A note of caution that matters in our age group: very few children under five will have a diagnosis, and it isn’t our role to hand one out informally. “He’s so ADHD,” said in the staff room, is a label, not an observation. The honest alternative is to describe what we see and support the need in front of us, whatever it later turns out to be.
Working with the energy, not against it
The strengths-based view is more than a nicety. The same child who exhausts the room brings energy, curiosity and enthusiasm that, pointed in the right direction, are a joy to work with. Strategy in the EYFS classroom often means working with that grain. Movement built into the day rather than fought against. Instructions kept short and given one at a time. Predictable routines. Jobs that carry a bit of status, like being trusted with the snack trolley. Praise that lands immediately rather than being saved up for home time.
None of that is complicated. It works far better, though, when the whole team understands why they’re doing it and applies it consistently, which is where training earns its keep.

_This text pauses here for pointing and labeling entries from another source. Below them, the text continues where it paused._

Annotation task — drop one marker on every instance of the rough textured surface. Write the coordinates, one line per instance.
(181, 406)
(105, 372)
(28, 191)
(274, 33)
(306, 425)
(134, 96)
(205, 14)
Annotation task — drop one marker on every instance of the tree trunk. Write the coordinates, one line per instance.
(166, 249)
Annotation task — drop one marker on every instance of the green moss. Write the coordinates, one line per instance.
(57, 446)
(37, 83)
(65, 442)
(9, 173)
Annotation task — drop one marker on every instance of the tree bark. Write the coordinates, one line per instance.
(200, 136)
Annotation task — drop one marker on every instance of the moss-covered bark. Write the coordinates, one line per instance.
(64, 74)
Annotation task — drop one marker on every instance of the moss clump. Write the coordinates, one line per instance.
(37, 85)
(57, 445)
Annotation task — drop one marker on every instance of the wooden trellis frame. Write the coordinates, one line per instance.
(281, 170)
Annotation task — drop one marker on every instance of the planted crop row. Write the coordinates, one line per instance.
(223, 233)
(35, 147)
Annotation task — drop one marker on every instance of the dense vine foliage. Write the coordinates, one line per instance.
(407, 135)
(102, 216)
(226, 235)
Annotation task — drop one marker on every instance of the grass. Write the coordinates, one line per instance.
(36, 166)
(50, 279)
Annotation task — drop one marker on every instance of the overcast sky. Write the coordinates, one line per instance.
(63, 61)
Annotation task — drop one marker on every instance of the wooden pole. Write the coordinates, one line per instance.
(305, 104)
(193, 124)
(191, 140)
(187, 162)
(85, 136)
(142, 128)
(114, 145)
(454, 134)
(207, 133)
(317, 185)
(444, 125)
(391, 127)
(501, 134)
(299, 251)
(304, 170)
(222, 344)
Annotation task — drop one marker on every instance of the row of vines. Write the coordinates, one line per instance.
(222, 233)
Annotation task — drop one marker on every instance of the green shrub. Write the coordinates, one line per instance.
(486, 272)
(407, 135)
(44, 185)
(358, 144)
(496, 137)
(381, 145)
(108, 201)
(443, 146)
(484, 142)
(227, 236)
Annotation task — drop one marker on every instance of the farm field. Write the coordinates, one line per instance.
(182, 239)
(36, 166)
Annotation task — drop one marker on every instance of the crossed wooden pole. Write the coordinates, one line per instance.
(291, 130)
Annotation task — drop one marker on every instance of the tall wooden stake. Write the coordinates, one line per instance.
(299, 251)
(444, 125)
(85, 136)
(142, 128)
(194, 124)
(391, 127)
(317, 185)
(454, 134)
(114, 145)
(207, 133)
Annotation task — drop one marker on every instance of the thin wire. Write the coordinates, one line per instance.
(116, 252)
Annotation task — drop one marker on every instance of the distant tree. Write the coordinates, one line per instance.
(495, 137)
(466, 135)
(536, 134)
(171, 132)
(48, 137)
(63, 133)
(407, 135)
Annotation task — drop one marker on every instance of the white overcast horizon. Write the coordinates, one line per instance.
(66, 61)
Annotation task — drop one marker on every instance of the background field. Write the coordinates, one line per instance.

Parents belong in the picture too. A family living with a whirlwind at home is often braced for criticism at pick-up, because they’ve had years of tuts in supermarkets. A practitioner who leads with the good stuff, who says “he concentrated on the guttering and funnels for twenty minutes this morning” before anything else, changes the whole temperature of that relationship. And where home and setting use the same routines and the same calm responses, children feel the consistency and do better for it.
Careful observation matters here as much as it does anywhere. Recording when attention wanders, what pulls a child back, and which parts of the day go smoothly builds a picture that’s useful to parents now and to other professionals later, if the family ever seeks an assessment.
Training that fills a real gap
Our ADHD course for childcare practitioners covers what attention deficit hyperactivity disorder is, what causes it, the symptoms and how they affect focus and self-control, the positives that deserve just as much attention, and a range of strategies for supporting children within the EYFS classroom. It takes around an hour, online, at your own pace.
Because ADHD can continue through the teenage years and into adulthood, what your team learns here doesn’t stop being useful when a child moves on. You’re shaping how that child gets understood for years to come.
Swap frustration for strategies that work
An hour of NFAQ-accredited online training covering the causes and symptoms of ADHD, its strengths, and practical support for the EYFS classroom.
The firefighter with the three jigsaws isn’t a problem to be managed. He’s a child with a brain that’s wired a little differently, in a room that can learn to meet him where he is.